Esto nos sacaría más músculos que la hora y media diaria de entrenamiento y
pesas —dictaminó al comprobar que le dolían los brazos por haber estado
levantando muebles.
—Oye.
—¿Qué?
—masculló, echando para atrás la cabeza y ladeándola cuando sintió una mano en
su entrepierna—. ¿Ahora?
—Ahora.
—Pero…
—Bill mismo se calló, analizando la situación y sin rechazar cuando las
caricias leves se tornaron más pesadas y su cuerpo reaccionó sin falta de
tiempo.
—He
estado esperando mucho, quise que vinieras a mí y cuando pasa, tienes la
brillante idea de hacerlo en el baño del gimnasio. Luego vuelves a actuar como
si nada.
Para
ese momento, Bill estaba excitado, todavía con la cabeza hacia atrás y la
respiración agitada.
—Pensé
que era más importante aprender cómo…
—Yo
cuido de ti, Bill, cuido que comas, que no fumes tanto, que no te deprimas, que
tu ira y egoísmo no alcancen a otros para que luego no te arrepientas. No
trates de imitarme. Eres desastroso.
Asimilando
palabra a palabra, Bill quiso molestarse, pero una vez más quedó callado hasta
que tuvo un argumento sólido en la lengua más que gemidos contenidos.
—No
te des tanto crédito.
—Tú
me lo has dado —contradijo Tom, más cerca, su boca besando su cuello.
—Sí —aceptó—,
pero que yo no me ocupe de nada de la casa, o no esté tan al corriente de pagar
las facturas o qué vamos a comer no significa que no haga mi aporte. Sé de
memoria las vacunas de nuestros perros, también estoy pendiente de si comes o
no, y aunque sea lo último que hagas no volverás a presentarte en público con
una camiseta agujereada.
Esa
tarde se dejaron llevar encima de la alfombra recién aspirada y Bill, más o
menos tan satisfecho sensorialmente como con su epifanía de que era más que una
carga, no tuvo contención en demostrar que sí estaba capacitado para complacer
y ser complacido.
Bill
tenía razón, fue cuando se mudaron a L.A., porque en ese entonces empezó a
ladear la cabeza cuando quería besarlo o a inventar excusas inesperadas para no
tener sexo.
Hizo
lo que podía, sin entrar en pánico ni desesperarse: se armó de paciencia.
¿Por
qué? Porque más que un ama de casa pendiente de todo y todos, Tom, así como el
amor verdadero, había aprendido a esperar.
Estaban
en Coachella, Radiohead sonaba de fondo y Bill tenía en la mano un vaso grande
de cerveza mientras encendía un cigarrillo.
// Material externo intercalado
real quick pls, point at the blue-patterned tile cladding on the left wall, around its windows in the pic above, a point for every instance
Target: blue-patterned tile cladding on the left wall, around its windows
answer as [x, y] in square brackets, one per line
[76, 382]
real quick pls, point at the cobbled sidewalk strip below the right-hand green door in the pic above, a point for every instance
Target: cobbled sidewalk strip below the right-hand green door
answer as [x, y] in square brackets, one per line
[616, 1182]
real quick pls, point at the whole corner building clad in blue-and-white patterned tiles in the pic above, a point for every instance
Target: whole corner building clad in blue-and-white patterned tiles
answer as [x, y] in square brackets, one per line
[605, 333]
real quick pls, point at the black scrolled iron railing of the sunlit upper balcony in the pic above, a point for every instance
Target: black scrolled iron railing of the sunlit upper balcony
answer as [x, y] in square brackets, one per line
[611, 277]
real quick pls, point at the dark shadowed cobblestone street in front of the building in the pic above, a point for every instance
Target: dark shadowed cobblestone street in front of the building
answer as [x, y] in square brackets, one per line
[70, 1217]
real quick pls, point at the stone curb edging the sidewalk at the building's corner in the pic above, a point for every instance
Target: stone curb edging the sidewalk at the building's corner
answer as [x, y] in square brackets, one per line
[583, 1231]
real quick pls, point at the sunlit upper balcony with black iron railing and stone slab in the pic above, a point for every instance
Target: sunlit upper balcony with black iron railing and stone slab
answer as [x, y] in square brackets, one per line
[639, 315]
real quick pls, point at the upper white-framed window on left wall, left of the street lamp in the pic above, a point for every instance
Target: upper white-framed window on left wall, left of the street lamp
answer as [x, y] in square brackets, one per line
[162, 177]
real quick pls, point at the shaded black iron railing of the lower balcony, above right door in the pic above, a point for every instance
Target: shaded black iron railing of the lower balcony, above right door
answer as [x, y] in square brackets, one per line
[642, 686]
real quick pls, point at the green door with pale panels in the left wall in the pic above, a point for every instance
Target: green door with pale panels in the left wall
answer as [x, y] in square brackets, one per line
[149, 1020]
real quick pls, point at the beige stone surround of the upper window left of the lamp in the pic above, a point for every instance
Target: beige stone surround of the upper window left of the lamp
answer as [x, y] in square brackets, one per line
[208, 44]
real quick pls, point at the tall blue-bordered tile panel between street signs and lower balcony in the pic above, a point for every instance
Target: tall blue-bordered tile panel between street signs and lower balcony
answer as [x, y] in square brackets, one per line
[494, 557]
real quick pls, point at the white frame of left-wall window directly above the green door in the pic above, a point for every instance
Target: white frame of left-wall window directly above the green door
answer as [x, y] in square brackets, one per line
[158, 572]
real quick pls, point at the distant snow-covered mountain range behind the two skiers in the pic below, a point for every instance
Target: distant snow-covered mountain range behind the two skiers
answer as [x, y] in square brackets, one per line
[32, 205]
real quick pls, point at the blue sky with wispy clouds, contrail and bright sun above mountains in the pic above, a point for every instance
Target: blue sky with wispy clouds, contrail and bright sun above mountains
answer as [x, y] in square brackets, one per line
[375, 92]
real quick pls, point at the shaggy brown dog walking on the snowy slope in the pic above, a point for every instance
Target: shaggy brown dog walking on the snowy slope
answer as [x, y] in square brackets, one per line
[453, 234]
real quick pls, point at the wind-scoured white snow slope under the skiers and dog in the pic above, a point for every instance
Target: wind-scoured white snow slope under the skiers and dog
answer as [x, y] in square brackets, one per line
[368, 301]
Tom tomó una foto, escribió unas
pocas palabras y la subió a la App.
—¿Me
veía bien? —preguntó Bill expulsando el humo por la nariz.
—Camionero
gay —dijo Tom sonriendo burlón, mostrando la foto y lo rápido que se estaba
llenando de comentarios. Notando que su hermano estaba por fruncir el ceño,
añadió—: Un camionero gay sexy. Muy sexy.
—Cabrón.
Quizá
por la satisfacción de la buena música en vivo, sentirse anónimo entre la gente
que apenas reparaba en ellos o por mera necesidad, cuando el vaso gigante de
cerveza de Bill estaba por terminarse, Tom puso un mano en su hombro.
—¿Por
qué?
—No
sé de qué hablas.
—Bill
—dijo advirtiéndole, arrancándole de las manos la cajetilla semivacía y el
encendedor—. Suficiente.
Una
pausa, otro sorbo de cerveza e ignorar un par de miradas.
—Me
propuse demostrarme que éramos capaces de volver a ser solo hermanos. Es medio
estúpido, lo sé, no me pongas esos ojos.
—¿Lo
lograste? —cuestionó encendiéndose un cigarro y contemplando las volutas de
humo desvanecerse en el aire.
Una
nueva pausa. La banda que estaba tocando había concluido y hacían los arreglos
para la siguiente. Bill le arrebató a Tom el pitillo y le dio una honda calada.
—No.
La parte física me costó tanto que creo que tengo callosidades en la palma de
la mano —barbulló sin ápice de humor y Tom largó una risa diminuta y socarrona—,
y, ¿qué puedo decirte, Tom? Estamos casados —expuso—. Eres mi ama de casa y…
—Y
tú eres mi camionero.
Un
gruñido que se convirtió en una risotada fugaz, antesala a una fruncida de
cejas y el humo siendo botado directamente a la cara de Tom.
—Te
puedo demostrar que este camionero puede hacerte gritar como una chica, así que
no te arriesgues.
Bill
no obtuvo la reacción que esperaba, una oración retadora o una broma; fue una
lengua pasándose por el labio perforado.
«Estamos
casados». Tom inhaló, exhaló y cerró los ojos.